Operating Rules & System Boundaries
System Rulebook
The system rulebook defines the core operating mechanics of AI Employees — including their scope of action, supported modes of operation, how write actions execute, how integrations work, and how everything is tracked.
Scope
AI Employees can only access data within the workspace where they're running. However, this rule only applies to Motion triggers (like "when a new task is created" or "when a project status changes").
For other trigger types (like Gmail, Outlook, Salesforce, or scheduled triggers), the scope rule doesn't apply the same way. These triggers can act based on the context user's permissions across different systems.
Example: If you set up a skill with a Motion trigger to "update tasks in Project A," the skill can only see and update tasks in Project A. But if you set up a skill with a Gmail trigger to "create a task when an email arrives," the skill can create tasks based on what you have access to, regardless of which workspace the email came from.
Modes of Operation
AI Employees can run in two different modes:
Manual mode: You explicitly click "Run Skill" to start the skill. The skill runs immediately under your permissions.

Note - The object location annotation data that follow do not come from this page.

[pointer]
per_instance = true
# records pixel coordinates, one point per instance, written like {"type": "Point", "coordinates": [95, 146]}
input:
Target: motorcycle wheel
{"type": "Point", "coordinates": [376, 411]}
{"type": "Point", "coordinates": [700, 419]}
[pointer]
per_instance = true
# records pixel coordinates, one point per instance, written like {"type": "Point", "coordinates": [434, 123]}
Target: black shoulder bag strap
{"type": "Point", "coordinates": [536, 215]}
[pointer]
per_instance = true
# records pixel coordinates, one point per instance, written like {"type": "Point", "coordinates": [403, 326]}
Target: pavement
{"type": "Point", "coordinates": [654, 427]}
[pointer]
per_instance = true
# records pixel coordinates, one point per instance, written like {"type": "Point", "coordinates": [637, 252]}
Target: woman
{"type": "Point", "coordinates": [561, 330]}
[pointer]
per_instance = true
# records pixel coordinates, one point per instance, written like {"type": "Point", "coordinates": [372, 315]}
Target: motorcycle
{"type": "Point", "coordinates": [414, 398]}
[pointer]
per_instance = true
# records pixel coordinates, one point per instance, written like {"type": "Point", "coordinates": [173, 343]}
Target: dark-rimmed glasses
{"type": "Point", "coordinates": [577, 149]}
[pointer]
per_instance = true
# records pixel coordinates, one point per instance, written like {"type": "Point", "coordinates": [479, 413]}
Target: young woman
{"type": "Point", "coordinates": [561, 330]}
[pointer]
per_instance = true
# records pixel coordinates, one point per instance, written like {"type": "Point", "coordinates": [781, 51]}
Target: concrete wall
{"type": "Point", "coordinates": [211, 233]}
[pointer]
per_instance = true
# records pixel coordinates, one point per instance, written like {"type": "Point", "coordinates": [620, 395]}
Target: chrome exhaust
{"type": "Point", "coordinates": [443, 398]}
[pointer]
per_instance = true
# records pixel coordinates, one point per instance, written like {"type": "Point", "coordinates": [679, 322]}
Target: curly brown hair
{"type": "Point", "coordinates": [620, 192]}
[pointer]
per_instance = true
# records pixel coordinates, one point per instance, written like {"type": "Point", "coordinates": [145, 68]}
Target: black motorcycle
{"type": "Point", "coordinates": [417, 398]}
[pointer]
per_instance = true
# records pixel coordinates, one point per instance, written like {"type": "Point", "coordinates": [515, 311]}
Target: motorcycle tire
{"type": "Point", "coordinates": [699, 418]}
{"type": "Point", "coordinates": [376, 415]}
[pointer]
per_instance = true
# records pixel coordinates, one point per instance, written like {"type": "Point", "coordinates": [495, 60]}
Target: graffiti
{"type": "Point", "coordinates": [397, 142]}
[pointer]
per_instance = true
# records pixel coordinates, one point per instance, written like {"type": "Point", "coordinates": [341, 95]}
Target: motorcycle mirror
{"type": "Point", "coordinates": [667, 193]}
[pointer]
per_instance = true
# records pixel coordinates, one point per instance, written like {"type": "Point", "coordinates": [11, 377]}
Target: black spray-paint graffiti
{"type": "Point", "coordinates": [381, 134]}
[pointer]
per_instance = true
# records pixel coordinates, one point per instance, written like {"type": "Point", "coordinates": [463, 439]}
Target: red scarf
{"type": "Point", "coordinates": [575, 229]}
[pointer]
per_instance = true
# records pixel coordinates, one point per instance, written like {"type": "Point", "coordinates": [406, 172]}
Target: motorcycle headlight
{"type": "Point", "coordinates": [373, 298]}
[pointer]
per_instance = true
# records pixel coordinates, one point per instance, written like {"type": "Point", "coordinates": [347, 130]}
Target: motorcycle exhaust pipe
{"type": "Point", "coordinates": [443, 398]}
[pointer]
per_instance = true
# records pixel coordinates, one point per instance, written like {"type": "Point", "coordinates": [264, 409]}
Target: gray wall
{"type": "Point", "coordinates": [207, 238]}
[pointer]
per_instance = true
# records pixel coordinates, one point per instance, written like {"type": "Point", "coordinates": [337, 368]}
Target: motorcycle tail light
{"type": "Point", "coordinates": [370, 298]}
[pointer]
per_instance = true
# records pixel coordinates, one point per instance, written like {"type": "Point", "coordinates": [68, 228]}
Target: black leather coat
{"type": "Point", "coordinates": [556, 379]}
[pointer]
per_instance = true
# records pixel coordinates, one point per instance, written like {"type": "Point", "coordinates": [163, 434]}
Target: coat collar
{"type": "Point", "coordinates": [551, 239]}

Autonomous mode: The skill runs automatically based on a trigger you set up (like a schedule or an event). The skill runs under the permissions of the person who set up the trigger.
Write Actions
Write actions are when the AI Employee creates, edits, or deletes something (like creating a task, updating a project, or sending an email).
In manual mode:
The AI Employee shows you what it's about to do
You approve the action before it happens
If you don't approve, the action doesn't run
In autonomous mode:
The AI Employee does NOT ask for approval each time it runs
Instead, you approve what the skill will do when you set it up
Once the skill is configured and running, it performs the approved actions automatically
Example: You set up a skill to automatically update CRM records after sales meetings. You approve this once during setup. Every time a sales meeting ends, the skill automatically updates the CRM without asking for approval again.
Integrations & Third-Party Blocks
AI Employees connect to external services (like Gmail, Slack, or Salesforce) through integrations. Here's how they work:
Integrations are managed at the account level, not the workspace level
When you connect an external service, you can share that connection with:
Just yourself (private)
Specific team members
Specific workspaces
Specific AI Employees
Your entire team
The AI Employee can only use connections that have been shared with it
If a connection is not shared with the AI Employee, the skill will fail when it tries to use that service
When a skill uses a third-party service (like sending a Slack message or updating a Salesforce record), the skill runs through the configured connection for that service. The connection is what gives the skill permission to act. If the connection doesn't have the right permissions, the action will fail.
Example: You set up a skill to send Slack messages. The skill uses the Slack connection you configured. If that Slack connection doesn't have permission to post in a certain channel, the skill cannot post there.
Auditability
All actions that AI Employees take are logged. This includes:
What action was performed
When it happened
Which user's context it ran under
Which workspace it occurred in
Whether it succeeded or failed
Any error messages if something went wrong
You can view this log to understand what the AI Employee did and troubleshoot any issues.